I came across some funny memory behavior working with numpy + cython, while trying to get data from a numpy array as a C array, to use in a GIL-free function. I've taken look at both the cython and numpy's array API but I haven't found any explanation. So consider the following lines of code:
cdef np.float32_t *a1 = <np.float32_t *>np.PyArray_DATA(np.empty(2, dtype="float32"))
print "{0:x}".format(<unsigned int>a1)
cdef np.float32_t *a2 = <np.float32_t *>np.PyArray_DATA(np.empty(2, dtype="float32"))
print "{0:x}".format(<unsigned int>a2)[]
I allocate two numpy arrays with numpy's empty function, and want to retrieve a pointer to the data buffer for each of them.
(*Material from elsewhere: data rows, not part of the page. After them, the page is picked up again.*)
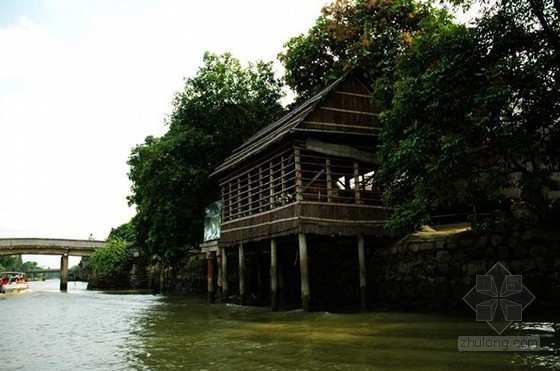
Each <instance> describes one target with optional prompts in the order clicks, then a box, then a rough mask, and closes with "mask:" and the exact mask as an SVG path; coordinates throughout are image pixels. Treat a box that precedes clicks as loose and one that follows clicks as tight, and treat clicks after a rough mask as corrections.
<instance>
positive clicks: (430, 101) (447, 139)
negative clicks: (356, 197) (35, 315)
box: [92, 0, 560, 268]
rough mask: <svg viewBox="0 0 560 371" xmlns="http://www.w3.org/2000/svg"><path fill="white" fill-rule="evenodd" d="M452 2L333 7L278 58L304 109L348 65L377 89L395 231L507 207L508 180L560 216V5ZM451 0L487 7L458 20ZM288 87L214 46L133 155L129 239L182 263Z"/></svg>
mask: <svg viewBox="0 0 560 371" xmlns="http://www.w3.org/2000/svg"><path fill="white" fill-rule="evenodd" d="M443 5H447V7H445V6H442V4H441V3H437V4H435V3H430V2H416V1H413V0H335V1H334V2H332V3H331V4H329V5H327V6H325V7H324V8H323V10H322V13H321V15H320V16H319V17H318V18H317V20H316V22H315V25H314V26H313V27H311V28H310V29H309V30H308V31H307V32H306V33H305V34H302V35H298V36H295V37H293V38H291V39H290V40H288V41H287V42H286V44H285V45H284V48H283V51H282V52H281V53H280V54H279V60H280V62H281V63H282V64H283V66H284V68H285V76H284V82H285V83H286V84H287V85H288V86H289V87H290V88H291V89H292V90H293V91H294V92H295V93H296V102H295V103H294V104H297V103H300V102H302V101H303V100H305V99H307V98H309V97H311V96H313V95H314V94H316V93H317V92H318V91H320V90H321V89H322V88H323V87H324V86H325V85H327V84H329V83H330V82H332V81H334V80H335V79H336V78H338V77H340V76H341V75H342V74H343V73H345V72H346V71H350V70H353V71H356V72H357V73H360V74H361V75H362V76H363V78H364V80H365V81H367V82H368V83H369V84H370V88H371V91H372V93H373V97H374V98H373V99H374V101H375V103H376V104H377V106H378V107H379V109H380V114H379V119H380V122H381V133H380V137H381V145H380V148H379V152H380V155H381V158H382V162H383V166H382V167H381V169H380V171H379V172H378V173H377V174H376V182H377V184H378V185H380V186H383V189H385V192H384V201H385V203H386V204H387V205H388V206H390V207H392V208H393V209H394V214H393V216H392V218H391V220H390V222H389V225H388V227H389V228H391V229H392V230H393V231H394V232H395V233H406V232H408V231H411V230H414V229H416V228H419V227H420V226H422V225H425V224H428V223H430V222H431V221H432V220H431V218H432V216H433V215H434V213H435V212H436V211H437V210H447V209H453V208H461V209H462V210H466V211H469V212H473V213H476V212H477V211H480V210H486V209H489V208H492V207H496V206H497V205H498V206H499V205H506V201H507V200H506V199H505V196H504V190H508V189H509V190H519V199H518V200H516V202H522V203H525V204H526V205H529V207H530V208H532V209H533V210H534V211H535V214H536V215H537V216H538V218H539V220H540V222H542V223H547V222H549V221H550V220H551V218H552V217H553V216H554V215H555V212H556V211H555V210H556V209H555V204H554V203H551V202H550V200H549V199H548V197H547V192H548V191H550V190H555V189H559V184H558V182H555V181H554V180H553V178H552V175H553V174H554V173H555V172H559V171H560V147H559V146H558V145H557V143H560V124H559V122H558V121H559V118H560V112H559V111H560V100H559V94H560V89H559V87H558V77H559V74H560V72H559V68H560V63H559V62H560V61H559V51H560V48H559V45H560V41H559V40H560V18H559V17H560V3H559V2H558V1H557V0H509V1H505V0H503V1H502V0H497V1H492V2H487V1H485V0H479V1H469V0H454V1H453V3H452V4H451V3H448V4H443ZM450 6H457V7H462V8H464V9H469V8H471V7H477V8H478V9H480V14H479V16H478V18H477V19H476V20H474V21H473V22H472V23H471V24H469V25H463V24H457V23H456V22H455V21H454V20H453V18H452V16H451V15H450V13H449V11H448V10H446V9H447V8H449V7H450ZM282 87H283V82H282V81H280V80H278V79H277V78H275V77H274V74H273V70H272V64H271V62H262V61H259V62H256V63H253V64H249V65H248V66H247V67H243V66H242V65H241V63H240V62H239V61H238V60H237V59H236V58H235V57H233V56H232V55H231V54H229V53H225V54H222V55H216V54H211V53H206V54H205V55H204V58H203V64H202V66H201V67H200V68H199V70H198V72H197V74H196V75H195V76H194V77H191V78H186V79H185V87H184V90H183V91H181V92H178V93H177V94H176V95H175V98H174V100H173V110H172V112H171V114H170V115H169V116H168V118H167V124H168V127H169V129H168V132H167V133H166V134H165V135H163V136H162V137H158V138H156V137H152V136H150V137H147V138H146V140H145V141H144V143H142V144H139V145H137V146H136V147H135V148H134V149H133V150H132V153H131V155H130V158H129V161H128V164H129V165H130V172H129V178H130V180H131V181H132V191H131V195H130V196H129V198H128V200H129V203H130V205H133V206H135V207H136V211H137V213H136V215H135V217H134V218H133V219H132V220H131V221H130V222H129V223H127V224H126V225H125V226H121V227H119V228H120V229H121V232H122V233H119V234H120V235H119V236H118V238H119V239H122V240H123V241H126V245H127V246H135V247H136V248H138V249H140V251H141V252H142V253H143V254H145V255H146V256H149V257H154V258H157V259H159V260H161V261H162V262H163V263H165V264H166V265H168V266H171V267H174V268H177V267H178V266H179V265H180V264H181V260H180V259H181V257H182V256H183V255H184V254H185V253H186V252H187V251H189V249H191V248H193V247H195V246H197V245H198V244H199V243H200V242H201V241H202V236H203V215H204V213H203V210H204V207H205V206H206V205H207V204H209V203H211V202H212V201H214V200H216V199H218V198H219V188H218V184H216V183H215V182H214V181H210V180H209V179H208V175H209V174H210V173H211V172H212V170H213V169H214V168H215V167H216V166H218V165H219V164H221V162H222V161H223V160H224V159H225V158H226V157H227V156H228V155H229V154H231V152H232V151H233V149H235V148H236V147H237V146H239V145H240V144H242V143H243V141H245V140H246V139H247V138H248V137H250V136H251V135H252V134H254V133H255V132H256V131H257V130H259V129H260V128H262V127H263V126H264V125H267V124H269V123H271V122H273V121H274V120H275V119H276V118H277V117H279V115H281V114H282V113H283V112H284V108H283V107H282V105H281V103H280V102H281V98H282V96H283V94H282ZM124 230H126V233H125V232H124ZM115 245H118V243H116V244H115ZM116 250H118V249H116ZM116 255H118V254H116ZM121 258H122V257H121ZM126 259H128V258H126ZM126 259H125V260H126ZM92 260H93V259H92ZM94 267H95V264H94Z"/></svg>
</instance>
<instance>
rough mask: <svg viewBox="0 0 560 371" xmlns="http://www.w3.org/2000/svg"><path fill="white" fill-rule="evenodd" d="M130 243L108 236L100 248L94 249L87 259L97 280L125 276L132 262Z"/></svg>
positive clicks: (128, 269)
mask: <svg viewBox="0 0 560 371" xmlns="http://www.w3.org/2000/svg"><path fill="white" fill-rule="evenodd" d="M129 247H130V244H129V243H128V242H127V241H126V240H124V239H122V238H119V237H113V238H109V239H108V240H107V243H106V244H105V246H103V247H102V248H99V249H97V250H95V252H94V253H93V255H92V256H91V258H90V260H89V265H90V267H91V269H92V271H93V274H94V276H95V277H96V279H97V280H99V281H107V280H113V279H120V278H121V277H126V276H127V274H128V272H129V271H130V266H131V264H132V254H131V252H130V248H129Z"/></svg>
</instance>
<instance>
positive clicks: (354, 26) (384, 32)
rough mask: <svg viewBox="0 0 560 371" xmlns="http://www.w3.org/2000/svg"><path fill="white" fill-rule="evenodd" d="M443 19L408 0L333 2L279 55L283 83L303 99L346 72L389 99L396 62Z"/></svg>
mask: <svg viewBox="0 0 560 371" xmlns="http://www.w3.org/2000/svg"><path fill="white" fill-rule="evenodd" d="M450 19H451V17H450V16H449V14H448V13H447V12H446V11H444V10H440V9H437V8H434V7H433V6H431V5H430V4H429V3H426V2H417V1H414V0H335V1H333V2H332V3H331V4H330V5H327V6H325V7H324V8H323V10H322V14H321V16H320V17H319V18H318V19H317V21H316V23H315V25H314V26H313V27H311V29H310V30H309V31H308V32H307V33H306V34H302V35H299V36H296V37H293V38H291V39H290V40H289V41H288V42H287V43H286V44H285V45H284V51H283V52H282V53H281V54H280V55H279V59H280V61H281V62H282V63H283V65H284V67H285V69H286V75H285V80H286V82H287V84H288V85H289V86H290V87H291V88H292V89H293V90H294V91H296V92H297V93H298V96H299V100H300V101H301V100H304V99H306V98H309V97H311V96H313V95H315V94H316V93H318V92H319V91H320V89H321V88H322V87H324V86H325V85H327V84H329V83H330V82H332V81H334V80H336V79H337V78H339V77H340V76H341V75H342V73H343V72H344V71H347V70H349V69H357V70H360V71H361V72H362V73H363V74H364V75H365V76H367V78H368V79H369V80H371V81H373V82H375V86H376V87H377V88H376V90H377V91H378V94H377V99H378V100H379V103H381V104H384V103H386V101H387V99H388V98H387V97H389V99H390V91H391V86H392V80H393V75H394V72H395V62H396V58H397V57H398V56H399V55H400V54H401V53H402V51H403V50H405V49H406V48H407V47H408V45H410V43H411V41H412V40H413V39H414V37H416V35H417V34H421V33H424V32H431V31H432V30H433V29H434V28H435V29H437V28H438V27H440V26H441V25H445V24H447V23H449V22H450Z"/></svg>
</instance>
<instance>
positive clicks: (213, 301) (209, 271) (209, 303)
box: [206, 251, 216, 304]
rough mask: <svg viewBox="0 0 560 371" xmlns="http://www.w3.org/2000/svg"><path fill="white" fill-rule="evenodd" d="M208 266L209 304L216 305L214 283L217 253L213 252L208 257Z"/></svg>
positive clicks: (214, 286) (207, 258)
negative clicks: (216, 255)
mask: <svg viewBox="0 0 560 371" xmlns="http://www.w3.org/2000/svg"><path fill="white" fill-rule="evenodd" d="M206 262H207V266H208V303H209V304H214V299H215V282H214V263H215V262H216V253H215V252H213V251H211V252H209V253H208V254H207V255H206Z"/></svg>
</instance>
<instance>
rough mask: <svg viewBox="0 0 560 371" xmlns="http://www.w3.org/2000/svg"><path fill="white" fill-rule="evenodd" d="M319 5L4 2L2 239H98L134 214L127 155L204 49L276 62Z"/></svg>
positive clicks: (196, 64)
mask: <svg viewBox="0 0 560 371" xmlns="http://www.w3.org/2000/svg"><path fill="white" fill-rule="evenodd" d="M326 2H327V1H326V0H283V1H277V0H243V1H231V0H204V1H188V0H44V1H41V0H1V1H0V238H9V237H48V238H77V239H87V237H88V236H89V234H90V233H93V235H94V237H96V238H97V239H104V238H106V237H107V235H108V234H109V232H110V230H111V228H113V227H117V226H119V225H121V224H123V223H125V222H127V221H128V220H130V218H131V217H132V216H133V215H134V210H133V209H131V208H129V207H128V205H127V202H126V196H127V195H129V194H130V182H129V181H128V178H127V172H128V170H129V169H128V165H127V164H126V161H127V159H128V156H129V154H130V150H131V148H132V147H133V146H135V145H136V144H139V143H142V142H143V140H144V138H145V137H146V136H148V135H156V136H160V135H162V134H163V133H165V131H166V130H167V128H166V126H165V125H164V119H165V117H166V115H167V114H169V113H170V112H171V100H172V98H173V94H174V92H176V91H179V90H182V88H183V77H191V76H194V75H195V74H196V71H197V69H198V67H200V66H201V64H202V56H203V53H204V52H205V51H210V52H213V53H217V54H221V53H223V52H225V51H229V52H231V53H232V54H233V55H234V56H235V57H237V58H239V59H240V60H241V61H242V62H246V61H255V60H257V59H263V60H275V59H276V55H277V54H278V53H279V52H281V51H282V45H283V44H284V43H285V42H287V41H288V40H289V39H290V38H291V37H293V36H297V35H299V34H300V33H304V32H306V31H307V30H308V29H309V28H310V27H311V26H312V25H313V24H314V23H315V20H316V18H317V17H318V16H319V14H320V10H321V8H322V6H323V5H325V3H326ZM76 259H77V258H74V260H72V261H71V262H70V264H71V265H73V264H75V263H76ZM24 260H34V261H37V262H39V264H40V265H43V266H50V267H51V268H54V267H58V266H59V264H60V257H58V256H53V257H47V256H31V257H30V256H26V257H24Z"/></svg>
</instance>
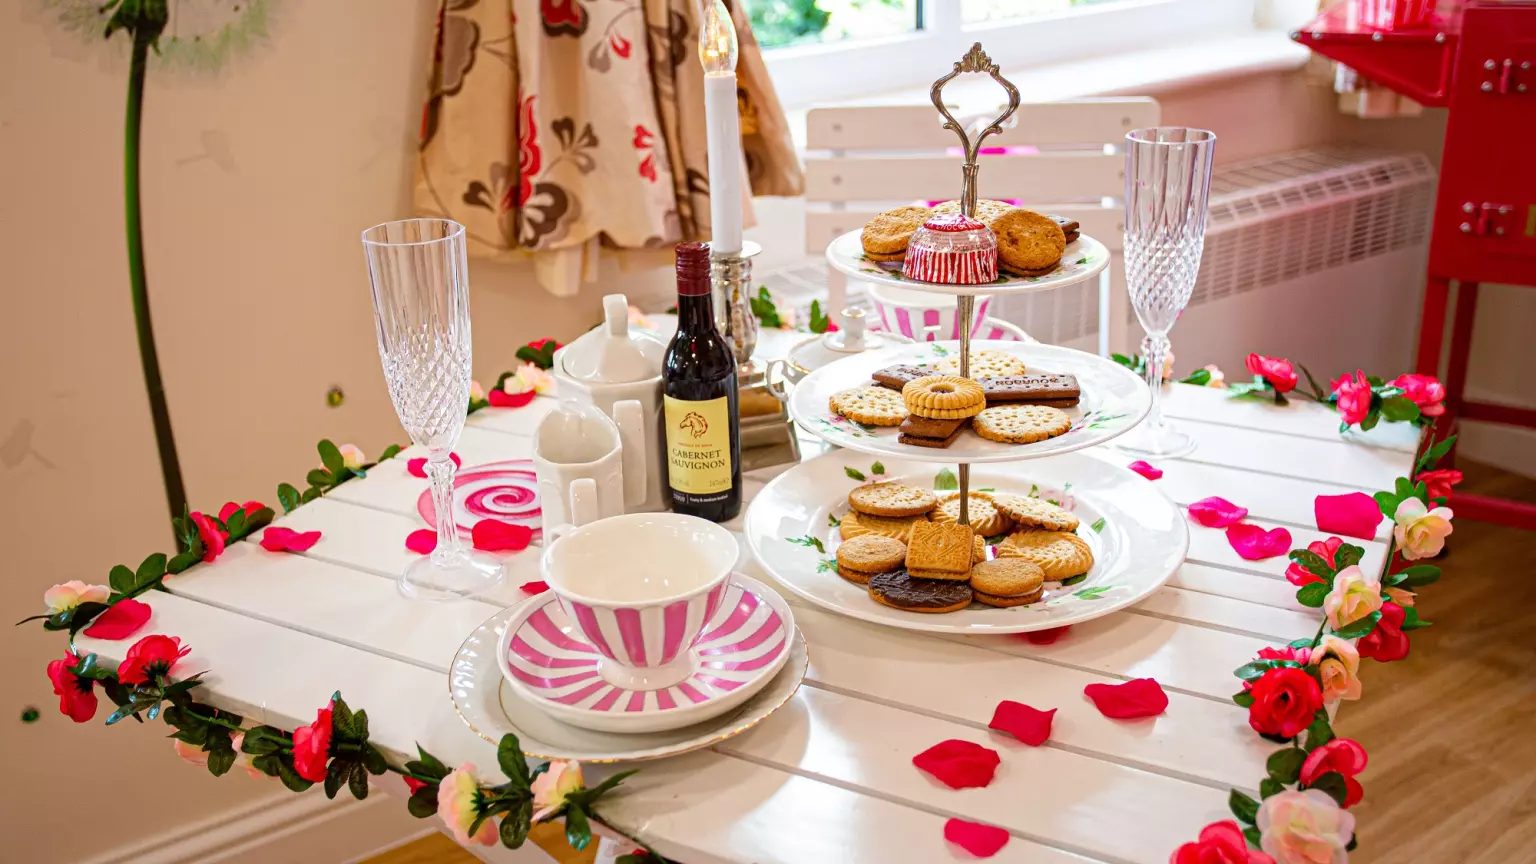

You would expect these two pointers to point to two different memory addresses on the heap, possibly spaced by 2*4 bytes. But no, I get pointers to the same memory address, e.g.
>>>96a7aec0
>>>96a7aec0
How come? I managed to work around that by declaring my numpy arrays outside of the PyArray_DATA call, in such case, I get what I expect.
The only explanation I can think of, is that I don't create any Python object out of the scope of the PyArray_DATA function, and calling this function doesn't increment Python's reference count. Therefore the GC reclaims this memory space right after, and the next array is allocated at the now free previous memory address. Could somebody more cython-savvy than me could confirm that or give another explanation?